The user can now communicate with others using their ‘voice’, instead of the normal electronic voice. As part of the “Own My Voice” pre-investigation project led by the Xiaomi Technical Committee, this successful attempt demonstrates Xiaomi’s commitment to “technology for good” and the fulfillment of its mission to “allow everyone in the world to lead a better life through innovative technology”.
Why did Xiaomi launch this project?
Xiaomi cares about people and strives to meet their needs through technological innovation. She discovered the desire of many users with a speech disability to have their own unique voices for everyday communication and created the “Own My Voice” project team to invite a user with a speech disorder to be the audio receiver. “We are excited to explore the multiple values that technological innovation brings us, such as responding to users’ demands for their identity and building their identity,” said Zhu Xi, Head of the Technology Committee on “Technology for Good” at Xiaomi.
How did Xiaomi implement the project?
In order to generate the most appropriate and personalized voice for the recipient, the team has recruited more than 200 volunteers within Xiaomi to donate their voices. They used a voice matching algorithm to match the characteristics of the voices donated by the volunteers with the voices of the recipient. Through this approach, they find the most suitable sound as the primary reference sound for the receiver. With personalization and privacy protection in mind, the selected real sound has been manipulated through intricate acoustic modifications to create a new and original acoustic sound.
Then they used the automatically designed text-to-speech technology to train the AI model, making this new voice gradually acquire a natural rhythm and tone capable of truly expressing human emotion and tone.
The “Own My Voice” project combines a variety of the most advanced algorithms with Xiaomi’s self-developed speech technology to ensure the privacy, security and high fidelity of the synthesized voice, creating a new idea of personalized speech synthesis for users with speech. disturbances.
What is the meaning of the project?
The backbone of this project is a group of speech technology experts from Xiaomi AI Lab. Since 2017, they have published 37 theses on speech in the proceedings of major international conferences such as the International Conference on Voice, Speech and Signal Processing (ICASSP). The success of “Own My Voice” is mainly based on the automatically designed text-to-speech technology they developed.
Spontaneous style text-to-speech technology makes the voice synthesized like a real human in tone, pause, speed and other characteristics. This replaces the monotonous and unnatural sensation of electronic sound with a more natural sound. This technology is currently applicable to many smart devices equipped with Xiaoai, Xiaomi’s AI voice assistant. The “Own My Voice” project demonstrates that automated text-to-speech technology can also be widely adopted in the areas of accessibility and user experience improvement.

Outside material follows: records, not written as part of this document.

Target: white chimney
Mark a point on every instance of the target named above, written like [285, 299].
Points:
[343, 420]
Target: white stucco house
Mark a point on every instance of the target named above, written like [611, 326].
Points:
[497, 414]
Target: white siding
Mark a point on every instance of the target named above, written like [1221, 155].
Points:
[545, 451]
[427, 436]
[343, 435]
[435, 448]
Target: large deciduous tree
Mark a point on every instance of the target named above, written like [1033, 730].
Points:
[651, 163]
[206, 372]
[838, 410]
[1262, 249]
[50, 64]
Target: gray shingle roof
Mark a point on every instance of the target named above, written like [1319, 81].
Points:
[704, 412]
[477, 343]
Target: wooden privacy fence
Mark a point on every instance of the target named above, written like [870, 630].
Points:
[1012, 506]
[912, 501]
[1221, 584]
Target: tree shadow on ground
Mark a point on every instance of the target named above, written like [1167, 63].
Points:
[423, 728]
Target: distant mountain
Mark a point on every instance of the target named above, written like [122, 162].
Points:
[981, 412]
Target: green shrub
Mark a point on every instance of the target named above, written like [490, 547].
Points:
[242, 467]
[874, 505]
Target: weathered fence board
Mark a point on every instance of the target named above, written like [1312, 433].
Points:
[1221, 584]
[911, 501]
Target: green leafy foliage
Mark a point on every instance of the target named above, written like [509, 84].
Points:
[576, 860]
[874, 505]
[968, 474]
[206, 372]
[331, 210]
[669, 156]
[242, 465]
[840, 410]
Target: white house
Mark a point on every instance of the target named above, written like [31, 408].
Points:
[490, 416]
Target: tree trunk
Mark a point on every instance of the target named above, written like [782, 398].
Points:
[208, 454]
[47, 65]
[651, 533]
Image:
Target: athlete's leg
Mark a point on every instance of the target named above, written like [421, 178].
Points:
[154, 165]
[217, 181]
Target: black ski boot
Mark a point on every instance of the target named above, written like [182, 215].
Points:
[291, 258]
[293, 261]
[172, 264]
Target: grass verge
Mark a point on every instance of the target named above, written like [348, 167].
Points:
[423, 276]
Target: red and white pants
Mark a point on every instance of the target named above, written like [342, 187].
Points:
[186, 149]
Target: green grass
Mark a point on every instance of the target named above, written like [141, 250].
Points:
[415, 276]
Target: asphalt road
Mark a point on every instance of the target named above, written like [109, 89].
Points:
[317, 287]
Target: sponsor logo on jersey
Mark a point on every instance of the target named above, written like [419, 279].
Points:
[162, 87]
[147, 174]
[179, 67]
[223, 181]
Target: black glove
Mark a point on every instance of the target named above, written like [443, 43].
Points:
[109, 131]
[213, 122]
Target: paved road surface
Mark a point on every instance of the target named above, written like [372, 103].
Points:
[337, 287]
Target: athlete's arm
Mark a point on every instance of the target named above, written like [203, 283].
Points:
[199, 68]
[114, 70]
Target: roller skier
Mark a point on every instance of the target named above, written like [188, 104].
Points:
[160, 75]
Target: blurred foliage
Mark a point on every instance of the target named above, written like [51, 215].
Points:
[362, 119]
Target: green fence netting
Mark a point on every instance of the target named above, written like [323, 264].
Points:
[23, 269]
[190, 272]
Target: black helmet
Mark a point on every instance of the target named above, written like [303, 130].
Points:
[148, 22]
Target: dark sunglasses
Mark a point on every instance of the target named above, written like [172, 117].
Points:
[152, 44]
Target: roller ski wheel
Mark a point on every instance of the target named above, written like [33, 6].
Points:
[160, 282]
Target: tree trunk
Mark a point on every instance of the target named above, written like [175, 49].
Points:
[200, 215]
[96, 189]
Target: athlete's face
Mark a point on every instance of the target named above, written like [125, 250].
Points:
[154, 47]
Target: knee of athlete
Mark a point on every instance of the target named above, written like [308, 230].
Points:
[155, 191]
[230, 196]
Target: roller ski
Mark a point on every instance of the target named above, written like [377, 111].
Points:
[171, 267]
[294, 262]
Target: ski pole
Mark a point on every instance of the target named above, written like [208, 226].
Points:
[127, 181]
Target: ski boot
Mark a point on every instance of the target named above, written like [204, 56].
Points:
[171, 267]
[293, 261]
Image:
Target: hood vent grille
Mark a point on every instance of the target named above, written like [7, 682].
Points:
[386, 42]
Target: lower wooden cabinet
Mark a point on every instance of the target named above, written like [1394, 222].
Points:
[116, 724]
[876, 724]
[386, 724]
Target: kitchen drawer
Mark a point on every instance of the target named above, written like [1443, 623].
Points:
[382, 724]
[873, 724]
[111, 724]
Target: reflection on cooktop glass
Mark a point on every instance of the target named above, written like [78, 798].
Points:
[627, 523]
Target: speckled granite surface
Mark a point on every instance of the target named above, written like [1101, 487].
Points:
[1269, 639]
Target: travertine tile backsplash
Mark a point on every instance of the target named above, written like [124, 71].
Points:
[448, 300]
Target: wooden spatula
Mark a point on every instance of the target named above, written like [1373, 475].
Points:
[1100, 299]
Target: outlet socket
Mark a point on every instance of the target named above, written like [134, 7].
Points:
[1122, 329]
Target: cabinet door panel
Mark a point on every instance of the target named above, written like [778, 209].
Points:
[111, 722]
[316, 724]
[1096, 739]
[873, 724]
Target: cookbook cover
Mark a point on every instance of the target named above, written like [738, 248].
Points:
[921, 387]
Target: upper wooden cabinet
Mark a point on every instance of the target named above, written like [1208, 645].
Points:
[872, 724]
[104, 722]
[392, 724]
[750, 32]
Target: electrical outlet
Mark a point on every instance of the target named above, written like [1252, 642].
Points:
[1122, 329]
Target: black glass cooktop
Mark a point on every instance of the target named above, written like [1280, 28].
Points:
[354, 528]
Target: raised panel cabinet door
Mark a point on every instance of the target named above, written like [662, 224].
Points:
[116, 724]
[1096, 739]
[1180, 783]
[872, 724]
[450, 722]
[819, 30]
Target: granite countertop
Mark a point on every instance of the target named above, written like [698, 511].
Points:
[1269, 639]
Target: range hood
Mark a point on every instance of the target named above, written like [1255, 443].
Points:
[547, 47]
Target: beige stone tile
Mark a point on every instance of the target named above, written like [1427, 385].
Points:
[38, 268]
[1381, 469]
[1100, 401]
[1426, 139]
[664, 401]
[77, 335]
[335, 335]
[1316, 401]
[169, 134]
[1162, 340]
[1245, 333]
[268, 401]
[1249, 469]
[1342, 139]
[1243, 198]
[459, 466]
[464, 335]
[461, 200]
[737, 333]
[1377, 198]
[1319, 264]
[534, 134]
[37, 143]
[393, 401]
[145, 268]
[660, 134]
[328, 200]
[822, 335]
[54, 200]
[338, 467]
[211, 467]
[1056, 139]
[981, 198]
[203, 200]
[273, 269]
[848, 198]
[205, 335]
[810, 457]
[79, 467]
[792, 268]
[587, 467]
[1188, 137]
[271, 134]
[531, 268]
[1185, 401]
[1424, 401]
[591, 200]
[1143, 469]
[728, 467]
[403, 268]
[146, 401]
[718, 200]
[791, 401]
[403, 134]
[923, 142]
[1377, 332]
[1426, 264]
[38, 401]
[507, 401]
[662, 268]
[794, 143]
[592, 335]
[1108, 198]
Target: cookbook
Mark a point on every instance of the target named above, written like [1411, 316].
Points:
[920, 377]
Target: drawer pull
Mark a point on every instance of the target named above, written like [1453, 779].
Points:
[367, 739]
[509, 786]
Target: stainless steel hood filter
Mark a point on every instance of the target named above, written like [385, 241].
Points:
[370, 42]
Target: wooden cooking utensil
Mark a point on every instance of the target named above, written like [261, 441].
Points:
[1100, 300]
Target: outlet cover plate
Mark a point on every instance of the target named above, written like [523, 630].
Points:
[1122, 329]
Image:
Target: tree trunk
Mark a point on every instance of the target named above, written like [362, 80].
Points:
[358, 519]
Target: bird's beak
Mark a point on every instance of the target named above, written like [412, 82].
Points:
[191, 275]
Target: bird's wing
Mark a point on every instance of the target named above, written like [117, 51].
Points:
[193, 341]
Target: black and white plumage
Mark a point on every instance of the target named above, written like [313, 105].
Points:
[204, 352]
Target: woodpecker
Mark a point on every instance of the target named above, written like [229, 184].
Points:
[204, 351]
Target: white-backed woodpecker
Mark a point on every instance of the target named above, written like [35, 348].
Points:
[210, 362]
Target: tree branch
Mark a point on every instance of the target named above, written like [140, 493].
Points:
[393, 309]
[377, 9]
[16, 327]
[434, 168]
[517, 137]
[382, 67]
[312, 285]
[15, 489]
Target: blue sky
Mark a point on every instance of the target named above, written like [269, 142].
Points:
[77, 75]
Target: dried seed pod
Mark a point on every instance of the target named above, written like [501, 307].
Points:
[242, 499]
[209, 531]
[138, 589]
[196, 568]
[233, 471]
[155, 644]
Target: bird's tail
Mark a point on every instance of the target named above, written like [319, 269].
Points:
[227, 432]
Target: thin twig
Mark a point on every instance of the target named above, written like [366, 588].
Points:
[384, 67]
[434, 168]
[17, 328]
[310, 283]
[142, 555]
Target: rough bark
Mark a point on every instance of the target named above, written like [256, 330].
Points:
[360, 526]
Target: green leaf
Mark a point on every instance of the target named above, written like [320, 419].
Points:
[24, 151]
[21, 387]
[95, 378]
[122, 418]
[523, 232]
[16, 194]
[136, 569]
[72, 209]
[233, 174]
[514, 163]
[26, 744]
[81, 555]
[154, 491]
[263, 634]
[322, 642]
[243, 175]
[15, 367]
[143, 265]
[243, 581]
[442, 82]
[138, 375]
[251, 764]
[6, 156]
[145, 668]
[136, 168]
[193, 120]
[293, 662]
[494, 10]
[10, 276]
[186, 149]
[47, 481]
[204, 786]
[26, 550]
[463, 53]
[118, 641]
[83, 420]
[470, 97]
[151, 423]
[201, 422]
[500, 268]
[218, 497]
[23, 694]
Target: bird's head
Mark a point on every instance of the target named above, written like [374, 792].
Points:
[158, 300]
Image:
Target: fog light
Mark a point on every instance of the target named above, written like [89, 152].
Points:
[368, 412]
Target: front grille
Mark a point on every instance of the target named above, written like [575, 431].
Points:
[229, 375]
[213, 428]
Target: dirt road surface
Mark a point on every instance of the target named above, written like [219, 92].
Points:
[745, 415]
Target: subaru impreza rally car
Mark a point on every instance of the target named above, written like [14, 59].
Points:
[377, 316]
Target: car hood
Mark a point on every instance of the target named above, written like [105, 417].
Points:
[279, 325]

Zhu Xi added, “If we notice and address the needs of minorities at an early stage, the process of technology deployment can be greatly shortened. This allows the advantages of new technologies to become accessible to users with disabilities without delay.”
From now on, Xiaomi will continue to receive feedback from audio receivers and will continue to study the feasibility of this project in a larger scale. Xiaomi will continue to enable accessibility with the latest technologies, and strive to meet people’s diverse needs through technological innovation.